This has been an exceptionally loud summer. And I’m not talking about noises caused by outrageous thunderstorms or pesky cicadas. No, I’m talking about family noise.
There’s that “indoor voice” thing that my 10-year-old son has yet to master. And then there’s my oft-delivered plea, “I’m on the phone!” that goes unheeded by my daughter. She’ll continue to talk in her regular, un-lowered voice—much to my dismay—while the caller repeatedly asks, “Who’s that? What’s that?” Working from home in the summer months is not all sunshine and roses.
Adding to the noise are the two family dogs who spend their days lazing around by my feet while keeping an ear out for danger. At the slightest provocation—a squirrel in the yard, a troubling car heading down our country lane—they’re barking like they’ve seen a masked man at the window. Heaven help me if I’m on the phone again.

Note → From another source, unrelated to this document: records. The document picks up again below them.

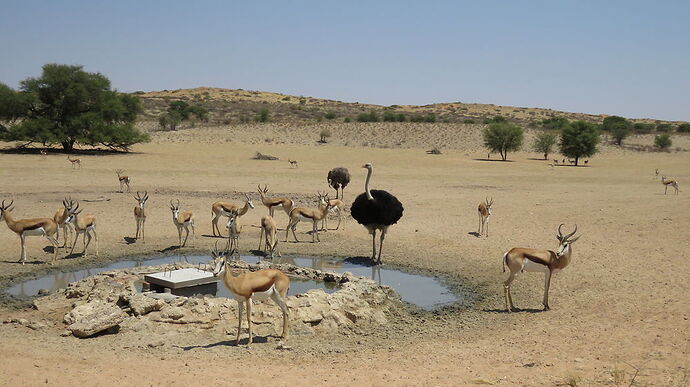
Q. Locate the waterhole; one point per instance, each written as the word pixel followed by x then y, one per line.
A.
pixel 424 291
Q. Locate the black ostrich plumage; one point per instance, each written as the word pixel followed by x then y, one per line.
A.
pixel 338 177
pixel 384 210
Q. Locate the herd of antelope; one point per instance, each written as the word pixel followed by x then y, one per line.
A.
pixel 68 220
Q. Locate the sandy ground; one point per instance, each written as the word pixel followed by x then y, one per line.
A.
pixel 621 304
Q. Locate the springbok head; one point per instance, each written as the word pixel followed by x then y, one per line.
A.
pixel 4 208
pixel 142 199
pixel 249 201
pixel 564 241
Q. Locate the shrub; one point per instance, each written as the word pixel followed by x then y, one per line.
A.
pixel 664 128
pixel 325 133
pixel 544 143
pixel 683 128
pixel 368 117
pixel 663 141
pixel 263 116
pixel 503 137
pixel 579 139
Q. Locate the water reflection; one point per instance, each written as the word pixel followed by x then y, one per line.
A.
pixel 424 291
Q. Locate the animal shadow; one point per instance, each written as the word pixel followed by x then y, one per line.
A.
pixel 516 310
pixel 168 249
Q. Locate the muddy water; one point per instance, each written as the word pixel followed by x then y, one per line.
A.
pixel 424 291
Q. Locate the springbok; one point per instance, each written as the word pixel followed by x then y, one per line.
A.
pixel 666 183
pixel 182 220
pixel 140 214
pixel 124 180
pixel 29 227
pixel 484 211
pixel 260 284
pixel 519 259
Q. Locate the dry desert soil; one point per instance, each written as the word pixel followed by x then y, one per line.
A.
pixel 619 313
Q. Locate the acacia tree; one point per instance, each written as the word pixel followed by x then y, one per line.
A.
pixel 502 137
pixel 544 143
pixel 69 106
pixel 579 139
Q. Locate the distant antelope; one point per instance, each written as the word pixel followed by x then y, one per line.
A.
pixel 83 225
pixel 182 220
pixel 666 183
pixel 140 214
pixel 269 235
pixel 75 162
pixel 484 211
pixel 286 204
pixel 520 259
pixel 124 180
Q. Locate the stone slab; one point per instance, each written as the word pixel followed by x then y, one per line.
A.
pixel 182 278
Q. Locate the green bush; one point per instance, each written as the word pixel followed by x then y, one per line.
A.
pixel 502 137
pixel 683 128
pixel 69 106
pixel 368 117
pixel 264 115
pixel 663 141
pixel 579 139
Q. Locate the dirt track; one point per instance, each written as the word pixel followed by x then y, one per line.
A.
pixel 623 302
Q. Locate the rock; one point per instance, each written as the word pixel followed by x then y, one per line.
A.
pixel 94 317
pixel 142 305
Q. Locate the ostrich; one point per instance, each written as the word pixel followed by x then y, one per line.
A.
pixel 376 210
pixel 338 178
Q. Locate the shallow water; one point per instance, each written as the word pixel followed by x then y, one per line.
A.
pixel 424 291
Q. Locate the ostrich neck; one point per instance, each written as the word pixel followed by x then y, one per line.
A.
pixel 366 185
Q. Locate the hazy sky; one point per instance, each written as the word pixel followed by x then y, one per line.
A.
pixel 630 58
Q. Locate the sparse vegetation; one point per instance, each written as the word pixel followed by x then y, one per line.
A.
pixel 69 106
pixel 663 141
pixel 264 115
pixel 503 137
pixel 324 134
pixel 544 143
pixel 579 139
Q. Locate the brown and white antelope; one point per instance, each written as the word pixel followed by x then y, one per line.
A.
pixel 247 286
pixel 124 180
pixel 666 183
pixel 336 208
pixel 29 227
pixel 219 209
pixel 140 214
pixel 520 259
pixel 484 211
pixel 182 220
pixel 61 218
pixel 75 162
pixel 271 203
pixel 83 225
pixel 308 214
pixel 269 235
pixel 234 231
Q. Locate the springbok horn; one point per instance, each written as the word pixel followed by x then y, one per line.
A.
pixel 572 233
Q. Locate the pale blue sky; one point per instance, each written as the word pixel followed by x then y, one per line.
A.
pixel 630 58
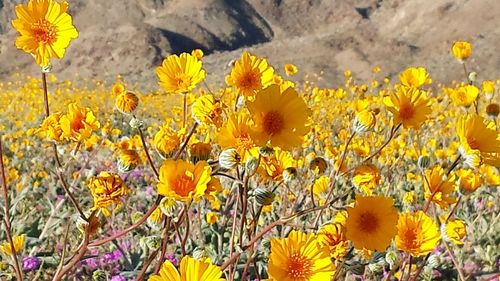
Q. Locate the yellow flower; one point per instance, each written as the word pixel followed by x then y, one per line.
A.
pixel 409 106
pixel 367 177
pixel 107 189
pixel 320 185
pixel 128 159
pixel 469 180
pixel 455 231
pixel 212 218
pixel 464 95
pixel 437 188
pixel 279 117
pixel 18 245
pixel 414 77
pixel 79 123
pixel 364 121
pixel 333 236
pixel 45 29
pixel 417 234
pixel 371 223
pixel 479 140
pixel 273 166
pixel 166 141
pixel 127 102
pixel 207 110
pixel 182 180
pixel 299 257
pixel 190 269
pixel 488 86
pixel 197 53
pixel 250 74
pixel 236 134
pixel 461 50
pixel 180 74
pixel 290 69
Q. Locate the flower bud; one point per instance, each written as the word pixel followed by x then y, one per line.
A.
pixel 251 165
pixel 289 174
pixel 263 196
pixel 424 162
pixel 229 159
pixel 136 123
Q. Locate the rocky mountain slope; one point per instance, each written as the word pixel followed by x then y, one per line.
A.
pixel 132 37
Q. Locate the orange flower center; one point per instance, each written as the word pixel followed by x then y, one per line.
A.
pixel 368 222
pixel 410 238
pixel 44 31
pixel 182 80
pixel 183 185
pixel 272 123
pixel 244 141
pixel 406 112
pixel 249 80
pixel 299 267
pixel 473 143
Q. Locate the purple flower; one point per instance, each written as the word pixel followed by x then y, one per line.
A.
pixel 118 278
pixel 30 263
pixel 172 259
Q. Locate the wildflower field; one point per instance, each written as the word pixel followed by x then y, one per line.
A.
pixel 263 177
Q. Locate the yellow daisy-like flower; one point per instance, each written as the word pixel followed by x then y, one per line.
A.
pixel 250 74
pixel 367 177
pixel 127 102
pixel 290 69
pixel 414 77
pixel 18 245
pixel 107 189
pixel 409 107
pixel 279 117
pixel 438 189
pixel 236 134
pixel 190 269
pixel 371 223
pixel 166 141
pixel 455 231
pixel 470 180
pixel 417 235
pixel 464 95
pixel 45 29
pixel 299 257
pixel 461 50
pixel 273 166
pixel 208 110
pixel 79 123
pixel 479 140
pixel 333 236
pixel 182 180
pixel 180 74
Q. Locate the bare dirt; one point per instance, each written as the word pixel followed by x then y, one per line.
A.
pixel 132 37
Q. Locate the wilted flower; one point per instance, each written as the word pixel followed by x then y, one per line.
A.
pixel 107 189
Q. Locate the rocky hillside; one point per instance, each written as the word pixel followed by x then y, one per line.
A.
pixel 132 37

I’ve tried to lower the decibel levels in our home. I’ve experimented by talking more softly; once when I had laryngitis, I discovered that when I whispered, my kids did the same, too. So I started speaking gently; however, I just found that no one heard me. Maybe it’s because they knew I really hadn’t lost my voice that time. I said my son’s name about 20 times before he finally looked over at me puzzled. I didn’t have the patience for that kind of noise-level conditioning.

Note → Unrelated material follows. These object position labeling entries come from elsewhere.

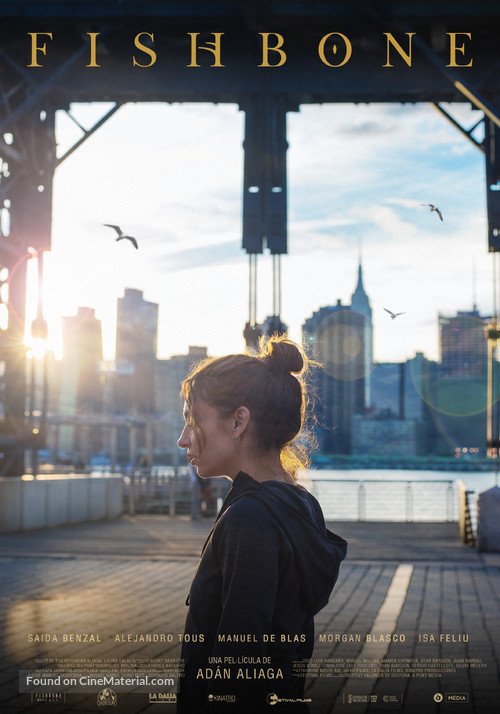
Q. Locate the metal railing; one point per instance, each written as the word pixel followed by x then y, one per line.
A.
pixel 170 491
pixel 466 521
pixel 386 499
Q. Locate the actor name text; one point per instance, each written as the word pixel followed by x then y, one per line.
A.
pixel 261 638
pixel 64 637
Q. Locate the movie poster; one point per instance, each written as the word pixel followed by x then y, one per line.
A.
pixel 149 205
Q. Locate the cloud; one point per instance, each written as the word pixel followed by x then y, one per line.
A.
pixel 203 256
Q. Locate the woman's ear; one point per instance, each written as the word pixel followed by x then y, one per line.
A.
pixel 241 418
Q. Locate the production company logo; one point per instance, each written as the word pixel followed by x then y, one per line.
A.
pixel 273 699
pixel 162 698
pixel 107 698
pixel 228 698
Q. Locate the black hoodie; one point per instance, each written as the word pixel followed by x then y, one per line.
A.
pixel 268 566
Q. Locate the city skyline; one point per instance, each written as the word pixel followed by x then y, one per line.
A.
pixel 385 162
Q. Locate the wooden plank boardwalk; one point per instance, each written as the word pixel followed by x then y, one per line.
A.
pixel 416 585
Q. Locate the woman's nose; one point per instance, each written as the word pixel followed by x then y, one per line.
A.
pixel 183 441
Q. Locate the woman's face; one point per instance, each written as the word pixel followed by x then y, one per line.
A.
pixel 215 456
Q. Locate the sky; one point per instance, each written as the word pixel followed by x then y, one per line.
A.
pixel 172 176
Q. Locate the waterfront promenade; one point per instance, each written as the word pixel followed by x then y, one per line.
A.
pixel 436 601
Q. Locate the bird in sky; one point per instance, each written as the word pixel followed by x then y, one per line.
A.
pixel 433 208
pixel 394 314
pixel 122 235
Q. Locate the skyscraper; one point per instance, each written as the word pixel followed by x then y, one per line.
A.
pixel 340 337
pixel 463 344
pixel 136 341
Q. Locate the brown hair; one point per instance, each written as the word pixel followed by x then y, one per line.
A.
pixel 270 384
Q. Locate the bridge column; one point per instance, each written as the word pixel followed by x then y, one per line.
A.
pixel 28 157
pixel 492 156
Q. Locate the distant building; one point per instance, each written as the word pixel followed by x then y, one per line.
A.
pixel 384 435
pixel 80 386
pixel 399 421
pixel 169 374
pixel 463 344
pixel 340 337
pixel 136 342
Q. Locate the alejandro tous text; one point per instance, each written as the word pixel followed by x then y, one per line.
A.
pixel 334 49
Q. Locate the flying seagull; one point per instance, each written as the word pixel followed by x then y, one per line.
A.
pixel 433 208
pixel 121 234
pixel 393 314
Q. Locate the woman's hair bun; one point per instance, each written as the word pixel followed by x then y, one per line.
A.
pixel 285 355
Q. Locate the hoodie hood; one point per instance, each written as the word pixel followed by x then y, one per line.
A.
pixel 318 552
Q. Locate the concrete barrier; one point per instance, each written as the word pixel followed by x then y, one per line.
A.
pixel 27 503
pixel 488 520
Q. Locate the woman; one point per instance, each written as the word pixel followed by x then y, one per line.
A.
pixel 269 563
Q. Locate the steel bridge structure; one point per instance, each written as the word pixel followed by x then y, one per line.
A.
pixel 267 56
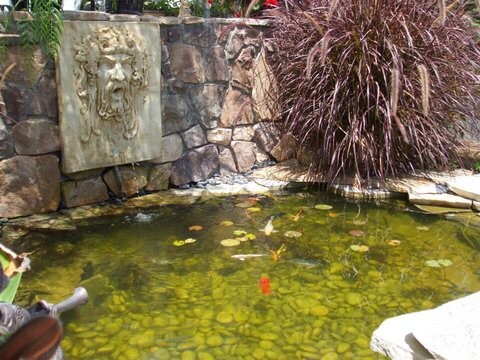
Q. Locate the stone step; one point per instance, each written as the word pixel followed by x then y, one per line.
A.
pixel 445 200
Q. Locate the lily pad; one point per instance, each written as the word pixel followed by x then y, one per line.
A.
pixel 359 248
pixel 423 228
pixel 245 204
pixel 394 242
pixel 445 262
pixel 323 207
pixel 357 232
pixel 359 222
pixel 230 242
pixel 432 263
pixel 292 233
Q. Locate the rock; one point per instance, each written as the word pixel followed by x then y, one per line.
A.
pixel 158 177
pixel 446 200
pixel 227 162
pixel 239 37
pixel 449 331
pixel 242 69
pixel 194 137
pixel 208 104
pixel 16 101
pixel 196 165
pixel 176 116
pixel 265 136
pixel 6 142
pixel 23 73
pixel 264 90
pixel 243 133
pixel 29 185
pixel 36 136
pixel 285 148
pixel 236 109
pixel 82 192
pixel 44 99
pixel 186 62
pixel 216 68
pixel 244 154
pixel 221 136
pixel 132 179
pixel 172 149
pixel 466 186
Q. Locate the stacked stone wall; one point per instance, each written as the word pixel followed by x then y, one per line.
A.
pixel 217 118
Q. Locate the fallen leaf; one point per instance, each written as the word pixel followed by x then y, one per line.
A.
pixel 226 223
pixel 359 248
pixel 323 207
pixel 292 233
pixel 230 242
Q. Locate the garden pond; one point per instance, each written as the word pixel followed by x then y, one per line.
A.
pixel 326 272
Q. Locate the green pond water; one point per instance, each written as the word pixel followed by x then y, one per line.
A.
pixel 330 288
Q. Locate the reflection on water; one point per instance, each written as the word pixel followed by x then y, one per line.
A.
pixel 343 271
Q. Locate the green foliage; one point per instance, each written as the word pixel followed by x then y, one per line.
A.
pixel 376 88
pixel 8 294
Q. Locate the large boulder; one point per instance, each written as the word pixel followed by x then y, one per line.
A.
pixel 196 165
pixel 36 136
pixel 82 192
pixel 29 185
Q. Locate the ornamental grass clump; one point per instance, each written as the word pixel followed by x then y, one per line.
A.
pixel 376 87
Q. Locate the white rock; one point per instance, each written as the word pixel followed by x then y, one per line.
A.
pixel 449 332
pixel 466 186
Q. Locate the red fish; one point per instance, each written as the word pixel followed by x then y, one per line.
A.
pixel 264 284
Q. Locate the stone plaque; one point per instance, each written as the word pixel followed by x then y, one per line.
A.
pixel 109 94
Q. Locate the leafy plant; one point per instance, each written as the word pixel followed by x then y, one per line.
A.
pixel 375 88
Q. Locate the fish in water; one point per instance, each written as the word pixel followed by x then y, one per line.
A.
pixel 264 284
pixel 268 229
pixel 248 256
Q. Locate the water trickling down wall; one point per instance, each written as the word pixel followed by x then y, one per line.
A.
pixel 197 104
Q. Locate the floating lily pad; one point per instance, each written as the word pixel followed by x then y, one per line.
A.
pixel 445 262
pixel 394 242
pixel 230 242
pixel 323 207
pixel 292 233
pixel 438 263
pixel 359 248
pixel 359 222
pixel 245 204
pixel 423 228
pixel 432 263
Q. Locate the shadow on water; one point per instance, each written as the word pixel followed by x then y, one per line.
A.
pixel 346 267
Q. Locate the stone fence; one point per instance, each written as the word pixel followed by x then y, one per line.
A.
pixel 216 117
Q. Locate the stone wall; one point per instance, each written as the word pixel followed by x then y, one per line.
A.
pixel 216 118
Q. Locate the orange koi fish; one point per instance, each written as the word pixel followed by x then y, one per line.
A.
pixel 264 284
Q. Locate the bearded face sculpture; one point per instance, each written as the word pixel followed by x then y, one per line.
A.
pixel 112 68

So I yell for the kids and the dogs and my husband; they holler for each other (well, the dogs just bark). The kids play loudly and laugh loudly. (And yes, yell loudly, too, when they’re angry. At least they don’t throw things. Not too often, at least.)
Driving the car used to be my refuge. The kids would read, or just zone out, as I drove them about town. But lately, they’ve been clowning around and driving me batty with their noisiness. Driving them home last weekend from yet another swim meet, I glanced at my husband and said, “I officially feel like a chauffeur.”
Then, as we yelled at them for the bazillionth time to “knock it off” back there, it hit me. If I were officially a chauffeur, I’d at least have some sort of limo and that dividing plexi-glass window to shut out my section of the car from their noisy back section. Ah, silence.
Till I upgrade my Subaru, my strategy has become cranking up the stereo and then singing along at the top of my lungs. That gets their attention, as ever since they were preschoolers they hate to hear me sing (believe me, they have good reason).
“If you’ll be quiet,” I holler at them over the music, “so will I.”